Clashes broke out for the second straight night after the opposition accused President Alexander Lukashenko of rigging his re-election victory.
A man has died during rallies in the Belarus capital Minsk when an explosive device went off in his hand, police said, confirming the first casualty of post-election protests.
"One of the protesters tried to throw an unidentified explosive device at members of law enforcement. It exploded in his hand," the interior ministry said on Monday night, adding that he died of his injuries.
Belarus police used rubber bullets and tear gas to break up fresh protests challenging the result of a controversial weekend presidential election, witnesses and reports said.
Several thousand protesters took to the streets of the capital Minsk for a second night of post-election rallies, with opposition supporters shouting and hundreds of cars honking their horns and waving flags.
Some shouted "Shame" and "Long live Belarus," an AFP correspondent said from the scene.
Use of force
Police in full riot gear moved against the rallies, firing tear gas and rubber bullets on peaceful protesters and injuring a female journalist, a witness told AFP.
A blast from an apparent stun grenade was also heard.
Independent Belarusian media including tut.by reported the use of force.
On Sunday night, thousands also took to the streets of Minsk and other cities to denounce the vote, sparking clashes with members of law enforcement.
Police said they detained some 3,000 people, around 1,000 of them in Minsk.
Shocking images released by pro-opposition media and posted online showed police firing stun grenades and rubber bullets into the crowds and a police van ramming into the demonstration and running down a protester.
The Belarusian Investigative Committee said on Monday it had opened 21 criminal probes into "mass unrest" and using violence against police and detained more than 80 people.
"Most of them are young people aged 20-25," investigators said in a statement.
EU, US concerned
Meanwhile, the European Union and the United States have expressed over the Belarus election and the police crackdown.
In a joint statement, EU foreign policy chief Josep Borrell and the EU commissioner responsible for relations with Europe’s close neighbours, Oliver Varhelyi, lamented that "the election night was marred with disproportionate and unacceptable state violence against peaceful protesters."

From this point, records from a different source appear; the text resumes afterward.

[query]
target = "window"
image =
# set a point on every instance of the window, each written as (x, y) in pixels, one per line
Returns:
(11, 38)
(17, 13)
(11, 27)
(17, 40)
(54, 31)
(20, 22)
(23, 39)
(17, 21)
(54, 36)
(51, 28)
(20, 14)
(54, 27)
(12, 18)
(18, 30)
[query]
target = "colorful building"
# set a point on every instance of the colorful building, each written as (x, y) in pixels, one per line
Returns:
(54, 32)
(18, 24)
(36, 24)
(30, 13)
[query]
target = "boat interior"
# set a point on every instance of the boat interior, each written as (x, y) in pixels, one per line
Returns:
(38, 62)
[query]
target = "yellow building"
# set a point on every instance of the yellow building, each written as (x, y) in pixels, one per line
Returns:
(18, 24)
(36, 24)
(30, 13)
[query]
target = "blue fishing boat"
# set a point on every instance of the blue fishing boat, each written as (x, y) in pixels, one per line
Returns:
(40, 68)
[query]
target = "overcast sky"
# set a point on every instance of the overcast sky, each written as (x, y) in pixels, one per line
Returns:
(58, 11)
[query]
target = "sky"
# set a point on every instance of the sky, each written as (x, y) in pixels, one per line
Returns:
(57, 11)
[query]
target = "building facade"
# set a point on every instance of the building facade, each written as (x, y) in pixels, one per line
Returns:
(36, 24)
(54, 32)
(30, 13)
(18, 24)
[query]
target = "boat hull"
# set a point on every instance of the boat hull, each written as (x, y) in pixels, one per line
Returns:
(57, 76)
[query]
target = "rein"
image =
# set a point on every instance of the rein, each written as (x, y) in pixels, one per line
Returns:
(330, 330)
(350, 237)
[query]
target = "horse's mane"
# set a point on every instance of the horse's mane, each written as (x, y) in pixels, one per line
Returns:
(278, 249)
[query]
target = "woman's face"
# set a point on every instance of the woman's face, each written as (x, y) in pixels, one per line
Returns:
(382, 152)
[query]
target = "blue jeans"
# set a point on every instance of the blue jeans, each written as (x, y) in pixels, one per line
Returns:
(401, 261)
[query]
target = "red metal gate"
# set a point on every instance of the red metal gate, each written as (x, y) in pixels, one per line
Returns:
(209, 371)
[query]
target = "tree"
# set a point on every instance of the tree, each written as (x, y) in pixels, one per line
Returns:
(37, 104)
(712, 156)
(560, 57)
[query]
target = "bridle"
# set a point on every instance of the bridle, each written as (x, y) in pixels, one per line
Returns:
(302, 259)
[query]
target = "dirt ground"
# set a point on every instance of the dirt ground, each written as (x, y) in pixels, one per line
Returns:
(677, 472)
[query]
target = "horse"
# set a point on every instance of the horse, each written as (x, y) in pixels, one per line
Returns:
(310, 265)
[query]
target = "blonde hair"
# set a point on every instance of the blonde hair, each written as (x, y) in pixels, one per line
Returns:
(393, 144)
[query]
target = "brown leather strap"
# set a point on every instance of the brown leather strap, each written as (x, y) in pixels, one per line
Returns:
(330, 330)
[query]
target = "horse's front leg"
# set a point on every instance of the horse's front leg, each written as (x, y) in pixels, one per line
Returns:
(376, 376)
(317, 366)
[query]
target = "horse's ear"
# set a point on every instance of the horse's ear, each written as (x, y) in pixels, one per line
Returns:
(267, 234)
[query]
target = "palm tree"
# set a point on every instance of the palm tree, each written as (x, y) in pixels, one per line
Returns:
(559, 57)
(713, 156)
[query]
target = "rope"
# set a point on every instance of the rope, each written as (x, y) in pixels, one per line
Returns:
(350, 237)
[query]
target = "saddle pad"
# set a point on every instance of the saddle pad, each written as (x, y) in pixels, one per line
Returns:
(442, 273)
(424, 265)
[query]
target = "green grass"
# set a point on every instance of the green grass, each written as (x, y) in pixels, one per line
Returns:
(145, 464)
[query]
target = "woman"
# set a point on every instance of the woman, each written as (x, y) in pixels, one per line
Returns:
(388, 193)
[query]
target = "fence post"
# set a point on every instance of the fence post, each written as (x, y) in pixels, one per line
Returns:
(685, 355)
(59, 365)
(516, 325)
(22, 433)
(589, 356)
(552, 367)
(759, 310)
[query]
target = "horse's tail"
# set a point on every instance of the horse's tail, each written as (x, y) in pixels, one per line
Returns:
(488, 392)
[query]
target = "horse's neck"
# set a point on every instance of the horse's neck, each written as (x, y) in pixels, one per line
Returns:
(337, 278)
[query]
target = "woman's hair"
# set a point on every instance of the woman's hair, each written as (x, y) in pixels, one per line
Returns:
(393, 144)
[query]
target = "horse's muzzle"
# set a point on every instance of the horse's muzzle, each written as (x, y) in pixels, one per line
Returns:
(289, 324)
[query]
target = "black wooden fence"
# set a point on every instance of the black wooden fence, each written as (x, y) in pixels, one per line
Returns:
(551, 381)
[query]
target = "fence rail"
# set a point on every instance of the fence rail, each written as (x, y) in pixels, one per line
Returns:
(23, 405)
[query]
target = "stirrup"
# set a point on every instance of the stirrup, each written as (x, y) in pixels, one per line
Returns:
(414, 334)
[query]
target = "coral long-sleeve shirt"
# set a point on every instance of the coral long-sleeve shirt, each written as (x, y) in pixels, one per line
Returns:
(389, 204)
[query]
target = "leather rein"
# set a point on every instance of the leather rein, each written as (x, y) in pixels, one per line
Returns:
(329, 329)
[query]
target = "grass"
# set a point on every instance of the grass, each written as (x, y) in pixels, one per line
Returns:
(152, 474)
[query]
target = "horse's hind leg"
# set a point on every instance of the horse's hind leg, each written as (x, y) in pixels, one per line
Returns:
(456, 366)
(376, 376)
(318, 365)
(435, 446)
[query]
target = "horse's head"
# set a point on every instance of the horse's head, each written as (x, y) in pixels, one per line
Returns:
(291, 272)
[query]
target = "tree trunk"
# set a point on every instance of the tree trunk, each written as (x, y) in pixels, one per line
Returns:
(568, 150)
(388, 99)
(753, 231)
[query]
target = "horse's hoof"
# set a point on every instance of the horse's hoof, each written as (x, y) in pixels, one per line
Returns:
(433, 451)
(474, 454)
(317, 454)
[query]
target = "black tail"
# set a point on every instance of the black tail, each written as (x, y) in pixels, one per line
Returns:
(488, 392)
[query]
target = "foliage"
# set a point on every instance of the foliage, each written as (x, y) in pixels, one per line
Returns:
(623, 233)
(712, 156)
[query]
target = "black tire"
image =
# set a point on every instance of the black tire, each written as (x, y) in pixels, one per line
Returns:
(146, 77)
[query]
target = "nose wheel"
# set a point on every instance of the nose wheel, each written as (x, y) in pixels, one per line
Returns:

"The United States is deeply concerned about the conduct of the August 9 presidential election in Belarus, which was not free and fair," US Secretary of State Mike Pompeo said in a statement.
"We strongly condemn ongoing violence against protesters and the detention of opposition supporters, as well as the use of internet shutdowns to hind er the ability of the Belarusian people to share information about the election and the demonstrations," he added.